Thoughts on Structured Editing: Breaking Away from Syntax

I was aimlessly browsing Github and came across sapling, a very early-stage structured editor. It was inspired by this blog post, which talks about structured editing.

Structured editing has had my interest for a while. I’ve put a lot of time and effort into getting really good at text editing, but I’m holding out hope that in 10 years plaintext editing will be outdated. The idea behind structured editing is to edit code instead of text, so instead of “move cursor to next parentheses, delete in parentheses”, you’d have operations like “change function argument”.

Formatting

With auto-formatters like rustfmt, gofmt, and prettier, some of the promise of structured editors have been achieved in regular editors. Because now the ambiguity of syntax is eliminated by formatters. These editors take the text, transform it into an AST (abstract syntax tree), and then print the AST, using their formatting rules.
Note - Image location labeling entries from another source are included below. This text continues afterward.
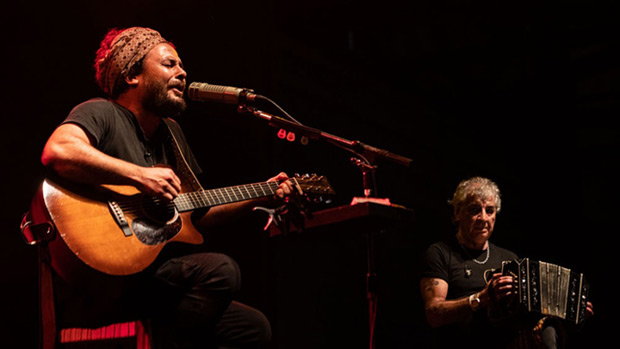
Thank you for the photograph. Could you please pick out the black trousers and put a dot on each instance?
(199, 311)
(188, 299)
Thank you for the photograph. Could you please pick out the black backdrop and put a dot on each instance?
(525, 93)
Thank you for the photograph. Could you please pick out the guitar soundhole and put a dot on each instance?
(159, 223)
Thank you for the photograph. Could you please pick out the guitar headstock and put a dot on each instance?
(313, 184)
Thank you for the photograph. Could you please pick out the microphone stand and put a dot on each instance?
(366, 155)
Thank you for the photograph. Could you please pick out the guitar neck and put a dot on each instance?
(214, 197)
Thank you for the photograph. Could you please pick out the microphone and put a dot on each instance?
(203, 92)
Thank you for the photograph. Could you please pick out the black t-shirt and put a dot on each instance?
(449, 261)
(115, 131)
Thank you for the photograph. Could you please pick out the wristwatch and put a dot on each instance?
(474, 301)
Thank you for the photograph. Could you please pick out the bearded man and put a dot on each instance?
(119, 141)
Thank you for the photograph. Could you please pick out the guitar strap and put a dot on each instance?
(181, 164)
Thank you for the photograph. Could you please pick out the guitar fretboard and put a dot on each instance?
(213, 197)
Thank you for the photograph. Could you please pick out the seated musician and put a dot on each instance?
(118, 141)
(460, 305)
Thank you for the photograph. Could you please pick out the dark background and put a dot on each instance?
(525, 93)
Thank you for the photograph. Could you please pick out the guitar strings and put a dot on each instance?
(210, 197)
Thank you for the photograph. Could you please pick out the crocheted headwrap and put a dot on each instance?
(120, 50)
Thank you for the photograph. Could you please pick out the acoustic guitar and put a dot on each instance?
(118, 230)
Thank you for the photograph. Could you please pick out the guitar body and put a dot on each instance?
(116, 230)
(85, 223)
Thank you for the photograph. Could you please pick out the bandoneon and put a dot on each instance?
(549, 289)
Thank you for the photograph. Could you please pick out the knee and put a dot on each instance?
(218, 270)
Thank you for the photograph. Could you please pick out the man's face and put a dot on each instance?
(164, 81)
(476, 220)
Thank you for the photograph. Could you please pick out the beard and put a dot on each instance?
(158, 102)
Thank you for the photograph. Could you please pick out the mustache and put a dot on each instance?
(179, 85)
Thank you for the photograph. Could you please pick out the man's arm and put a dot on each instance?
(438, 310)
(69, 152)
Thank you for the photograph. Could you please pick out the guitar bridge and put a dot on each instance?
(119, 217)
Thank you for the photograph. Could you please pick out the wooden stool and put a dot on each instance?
(132, 334)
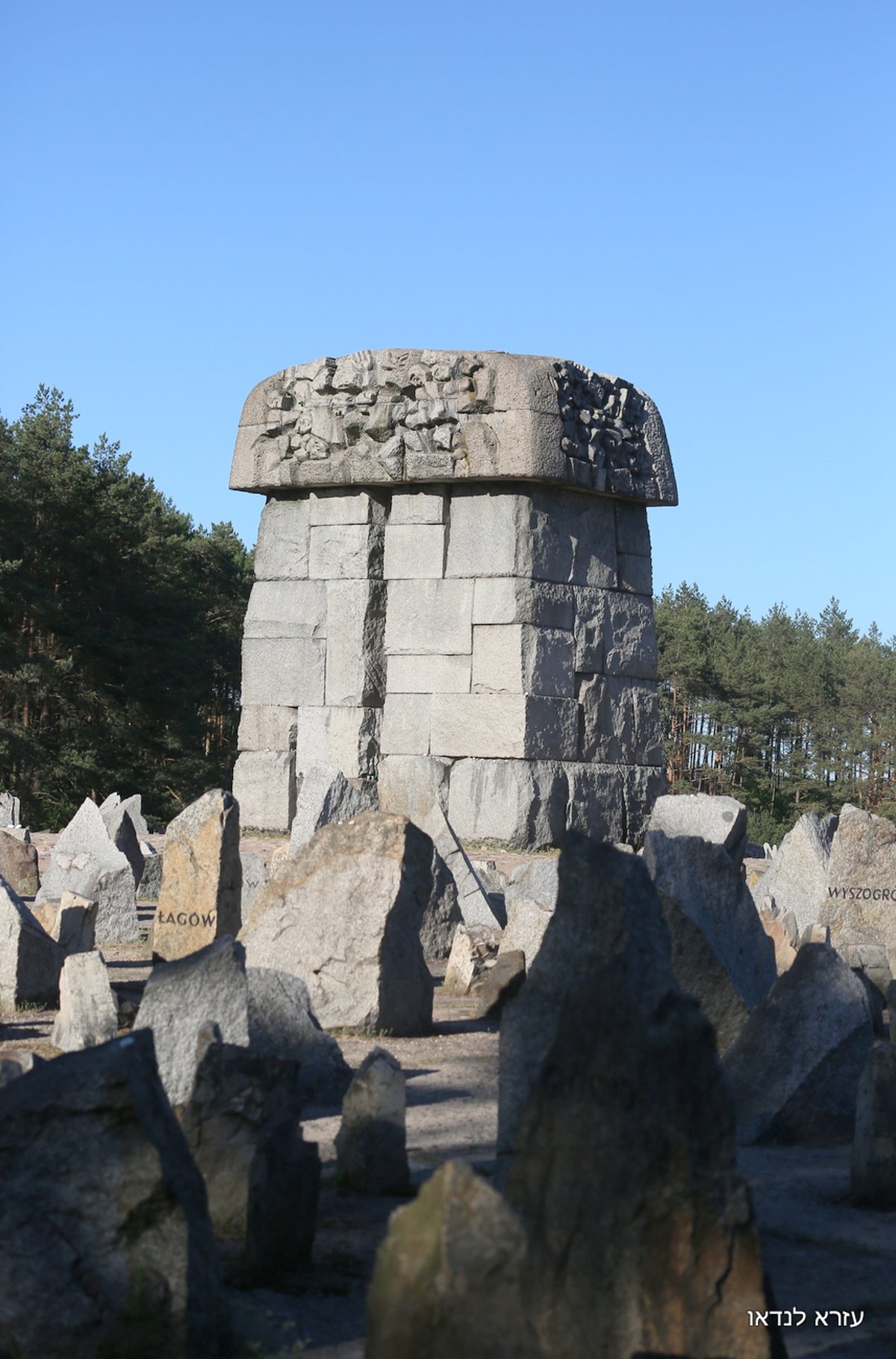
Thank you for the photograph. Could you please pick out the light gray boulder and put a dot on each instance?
(344, 915)
(606, 904)
(370, 1145)
(18, 865)
(10, 810)
(281, 1024)
(86, 862)
(326, 795)
(181, 996)
(531, 900)
(108, 1246)
(30, 961)
(798, 870)
(873, 1161)
(722, 821)
(794, 1067)
(721, 953)
(89, 1010)
(859, 898)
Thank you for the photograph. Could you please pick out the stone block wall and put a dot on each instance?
(502, 631)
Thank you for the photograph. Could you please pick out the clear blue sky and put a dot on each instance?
(697, 195)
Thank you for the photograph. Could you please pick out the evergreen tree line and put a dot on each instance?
(788, 714)
(120, 628)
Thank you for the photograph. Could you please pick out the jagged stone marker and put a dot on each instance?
(453, 571)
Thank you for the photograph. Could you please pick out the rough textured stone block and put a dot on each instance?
(284, 671)
(354, 647)
(415, 551)
(281, 552)
(447, 1281)
(264, 780)
(630, 639)
(84, 860)
(514, 600)
(394, 416)
(207, 987)
(417, 507)
(328, 507)
(518, 802)
(430, 618)
(344, 915)
(101, 1196)
(405, 724)
(429, 674)
(18, 865)
(589, 629)
(286, 609)
(267, 727)
(518, 658)
(87, 1006)
(503, 726)
(794, 1067)
(346, 551)
(370, 1145)
(202, 877)
(619, 721)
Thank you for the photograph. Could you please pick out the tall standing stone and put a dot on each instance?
(86, 862)
(455, 565)
(202, 877)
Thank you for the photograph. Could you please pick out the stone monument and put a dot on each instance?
(455, 583)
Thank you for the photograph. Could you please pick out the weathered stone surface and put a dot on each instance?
(794, 1067)
(448, 1275)
(89, 1011)
(30, 961)
(86, 862)
(281, 552)
(859, 898)
(531, 900)
(71, 921)
(495, 415)
(417, 787)
(101, 1196)
(500, 983)
(472, 949)
(722, 821)
(281, 1211)
(202, 877)
(18, 866)
(797, 873)
(698, 881)
(326, 797)
(516, 802)
(152, 875)
(606, 904)
(264, 780)
(370, 1145)
(235, 1098)
(344, 915)
(207, 987)
(10, 810)
(283, 1025)
(520, 658)
(641, 1234)
(873, 1163)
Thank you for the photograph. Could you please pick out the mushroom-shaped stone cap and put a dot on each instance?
(407, 416)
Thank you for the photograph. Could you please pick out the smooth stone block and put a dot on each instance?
(430, 618)
(284, 671)
(503, 726)
(414, 552)
(429, 674)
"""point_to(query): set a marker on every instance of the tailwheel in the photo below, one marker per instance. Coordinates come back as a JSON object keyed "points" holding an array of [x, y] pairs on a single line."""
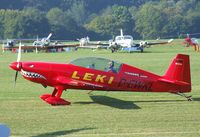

Conveniently, they provide an easy way to get started with creating a structured editor. Ex. since rustfmt can already print an AST, why not use the output of rustfmt to display the AST in a structured editor. I added some syntax highlighting to rustfmt and got something like this:

Customization

I’m not a semicolon fan; sometimes I wish Rust was written python-style, with newlines meaning new statement, instead of semicolons representing the end of a statement. It’s always a pain when I forget a semicolon, and I wish my editor would just automatically insert them for me. Since they’re always followed by a newline, they’re just a wasted character, in my mind.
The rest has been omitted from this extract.